Рамадан – это мусульманский пост, в то время он как раз должен был начаться.
Мы в молчании выпили еще чаю, наконец, я, не выдержав, спросила Хамди:
– Вам не кажется, что Гука еще слишком маленькая для замужества? Ей всего десять.
Хамди недовольно ответил:
– Какая же она маленькая?! Моя жена вышла за меня, когда ей было восемь.
Я подумала, что таков обычай у них в Сахаре, нельзя критиковать чужие порядки, и просто промолчала.
– Пожалуйста, скажи ей. Она пока еще не знает, – попросила меня мать Гуки.
А почему вы сами не можете? – удивленно спросила я.
– Об этом ведь напрямую не скажешь, – без тени сомнения ответил мне Хамди.
Я подумала, что косность этих людей не знает границ.
На следующий день после урока арифметики я попросила Гуку остаться и разжечь уголь, чтобы заварить чаю.
– Гука, теперь твоя очередь, – сказала я и передала ей чай.
– Что? – она непонимающе взглянула на меня.
– Дурочка, ты замуж выходишь, – выпалила я.
Она явно удивилась, вспыхнула. И тихо спросила меня:
– Когда?
– Через десять дней после рамадана, – ответила я. – Ты не знаешь, кто это будет?
Она покачала головой, поставила чашку и молча вышла. Тогда я в первый раз увидела, как она погрустнела.
Прошло еще немного времени, я в городе делала покупки и случайно встретила брата Гуки с каким-то незнакомым молодым человеком. Когда брат Гуки представлял его мне, он сказал:
– Это Абуди – полицейский, подчиненный Хамди, мой хороший друг и будущий муж Гуки.
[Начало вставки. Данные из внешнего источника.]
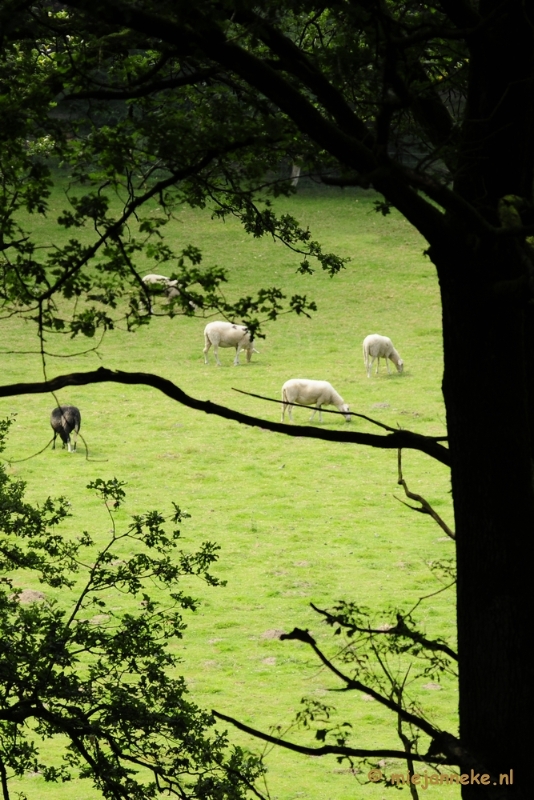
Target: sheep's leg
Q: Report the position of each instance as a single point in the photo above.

Услышав это, я начала с пристрастием рассмотривать его. Абуди был не слишком смуглым, очень высоким и красивым, говорил вежливо, имел вполне интеллигентную внешность, с первого взгляда он производил весьма приятное впечатление. Вернувшись домой, я тут же пошла к Гуке и сказала ей:
– Не переживай! Твой будущий жених – Абуди, молодой и красивый, совсем не грубый человек, Хамди не случайно его выбрал.
Гука выслушала меня, не проронив ни слова, отошла в сторону, смущенно опустив голову. По выражению ее глаз было видно, что она уже смирилась со своим будущим замужеством.
У бедуинов есть обычай: когда родители выдают замуж дочь, они получают за нее большой выкуп — калым. Раньше в пустыне не было денег, и семья невесты в качестве выкупа просила отару овец, верблюдов, ткани, рабов, муку, сахар, чай и тому подобное. Сейчас все стало немного цивилизованнее, в списке статей выкупа по-прежнему все это есть, только выраженное в деньгах.
Когда давали выкуп за Гуку, Хосе пригласили на чай, а я, поскольку была женщиной, вынуждена была остаться дома. Не прошло и часа, как Хосе вернулся и сказал мне:
– Этот Абуди дал Хамди 200 тысяч песо, я никогда не думал, что Гука так дорого стоит.
200 тысяч песо – более 130 тысяч тайваньских долларов.
– Это же настоящая торговля людьми! – возмущенно воскликнула я, но в душе почему-то немного позавидовала Гуке. Наверное, потому, что когда я выходила замуж, моим родителям за меня не дали и одного барана.
Месяца не прошло, как Гука стала одеваться совсем по-другому. Хамди купил ей несколько отрезов ткани, все однотонные, черного или синего цвета. Так как ткань была плохо прокрашена, цвета линяли и отпечатывались на коже. Когда Гука завернулась в темно-синюю ткань, все ее тело стало синим, что придавало ей какой-то странный вид. Она все еще ходила босой, но на ее ногах уже появились золотые и серебряные браслеты. Волосы были уложены в прическу, а все тело умащено благовониями с резким запахом.
В последний день рамадана двум младшим сыновьям Хамди сделали обрезание. Я побежала посмотреть, что происходит у них в доме и заодно проведать Гуку. В это время она уже редко выходила на улицу. По-прежнему я увидела грязную, рваную циновку, новыми были только наряды Гуки. Я спросила ее:
– Когда выйдешь замуж, что возьмешь с собой? У тебя же даже кастрюли и печки нет!
Она сказала:
–А я не уеду, Хамди оставит меня жить у себя.
Я удивленно спросила:
– А как же твой муж?
Она ответила:
– Он тоже будет жить у нас.
Я по-настоящему позавидовала ей.
– А как долго можно здесь жить? – спросила я.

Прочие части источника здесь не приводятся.